Prep Time 10 minutes
Cook Time 30 minutes
Servings 6 muffins

Ingredients
  

Tofu Base:

  • 1 package (15 oz / 420g) medium firm tofu
  • 2 tbsp chickpea flour
  • 3 tbsp nutritional yeast
  • 1 tbsp white miso paste
  • 2 tsp tahini
  • 3 garlic cloves, finely chopped
  • 1/4 tsp turmeric
  • 1/2 tsp onion powder
  • 3/4 tsp salt
  • 1/2 tsp black pepper
  • 1/4 tsp black salt (kala namak)

Vegetables:

  • 1 cup broccoli, chopped (120g)
  • 1 red bell pepper, chopped (100g)
  • 1/2 cup corn kernels (80g)
  • 2 scallions, roughly chopped

Instructions
 

  • Preheat oven. Preheat oven to 350°F (175°C). Grease or line a 6-cup muffin tin and set aside.
  • Cook vegetables. Heat a pan over medium-high heat with a drizzle of oil or water. Add garlic and cook until golden, about 1 minute. Add broccoli, bell pepper, and corn. Season with salt and pepper and stir-fry for 1 minute. Add scallions and cook 30 more seconds. Remove from heat and allow to cool slightly.
  • Blend tofu base. Gently squeeze excess water from tofu. Add tofu to a food processor and blend until smooth. Add chickpea flour, nutritional yeast, tahini, miso paste, turmeric, onion powder, salt, pepper, and black salt. Blend until fully combined and creamy.
  • Combine. In a large bowl, mix the tofu base with the cooked vegetables. Stir until evenly combined.
  • Fill muffin tin. Spoon the batter into the 6 muffin cups, filling each nearly to the top. Press down gently with the back of a spoon to pack evenly.
  • Bake. Bake for 25–35 minutes, rotating the pan at the 15-minute mark. Muffins are done when the tops are lightly golden and a toothpick inserted in the center comes out clean.
  • Cool and serve. Let muffins cool in the tin on a wire rack for at least 10 minutes before removing.

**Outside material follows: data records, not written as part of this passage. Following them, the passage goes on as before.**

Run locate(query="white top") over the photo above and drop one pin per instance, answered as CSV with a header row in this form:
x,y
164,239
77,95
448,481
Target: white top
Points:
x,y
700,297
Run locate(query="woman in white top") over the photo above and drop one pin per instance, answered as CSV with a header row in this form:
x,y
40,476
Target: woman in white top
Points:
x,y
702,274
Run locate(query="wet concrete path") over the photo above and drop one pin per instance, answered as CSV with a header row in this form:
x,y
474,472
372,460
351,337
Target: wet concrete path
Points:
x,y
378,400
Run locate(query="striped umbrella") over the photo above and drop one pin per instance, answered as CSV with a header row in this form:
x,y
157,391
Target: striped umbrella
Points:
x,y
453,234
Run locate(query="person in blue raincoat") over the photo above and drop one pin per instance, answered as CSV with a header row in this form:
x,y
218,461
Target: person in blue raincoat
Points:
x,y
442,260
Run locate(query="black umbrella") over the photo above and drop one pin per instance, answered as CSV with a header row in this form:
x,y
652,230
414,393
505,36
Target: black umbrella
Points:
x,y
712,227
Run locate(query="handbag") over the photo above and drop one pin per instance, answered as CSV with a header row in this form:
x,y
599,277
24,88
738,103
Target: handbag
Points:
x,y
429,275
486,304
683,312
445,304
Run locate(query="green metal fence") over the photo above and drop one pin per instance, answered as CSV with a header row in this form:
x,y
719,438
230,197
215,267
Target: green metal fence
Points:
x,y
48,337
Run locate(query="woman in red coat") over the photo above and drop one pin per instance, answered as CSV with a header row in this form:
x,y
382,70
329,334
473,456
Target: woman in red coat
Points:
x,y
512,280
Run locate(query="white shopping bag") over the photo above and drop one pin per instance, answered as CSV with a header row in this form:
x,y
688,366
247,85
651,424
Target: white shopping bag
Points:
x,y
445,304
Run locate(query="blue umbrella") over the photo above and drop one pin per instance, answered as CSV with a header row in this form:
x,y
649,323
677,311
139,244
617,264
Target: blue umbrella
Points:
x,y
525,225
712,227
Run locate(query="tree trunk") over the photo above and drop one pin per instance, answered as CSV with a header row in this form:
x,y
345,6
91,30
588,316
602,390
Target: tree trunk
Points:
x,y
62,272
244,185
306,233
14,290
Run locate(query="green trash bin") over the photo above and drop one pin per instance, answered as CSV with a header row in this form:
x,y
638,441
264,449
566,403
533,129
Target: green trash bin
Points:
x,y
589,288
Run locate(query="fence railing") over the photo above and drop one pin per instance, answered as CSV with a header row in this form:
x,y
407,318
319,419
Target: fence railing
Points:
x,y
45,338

Serve warm or at room temperature.

Notes

Storage

  • Refrigerator: Store in an airtight container for up to 4 days. Reheat in microwave for 60-90 seconds.
  • Freezer: Freeze individually on parchment paper, then transfer to a bag or container. Keeps up to 3 months. Reheat from frozen: microwave 2 muffins for 1 minute, then add 15-second intervals as needed.
  • Can be eaten cold: Yes, these are delicious cold or at room temperature.

Notes & Substitutions

  • No black salt? Use regular salt. The egg-like flavor will be milder but the muffins will still be delicious.
  • No tahini? Substitute with cashew butter or almond butter.
  • No chickpea flour? All-purpose flour, brown rice flour, or coconut flour work as substitutes.
  • Tofu firmness: Extra firm tofu also works - add a splash of water to loosen the batter.
  • Vegetables are fully flexible - use whatever is on hand or in season.
  • A blender can be used in place of a food processor.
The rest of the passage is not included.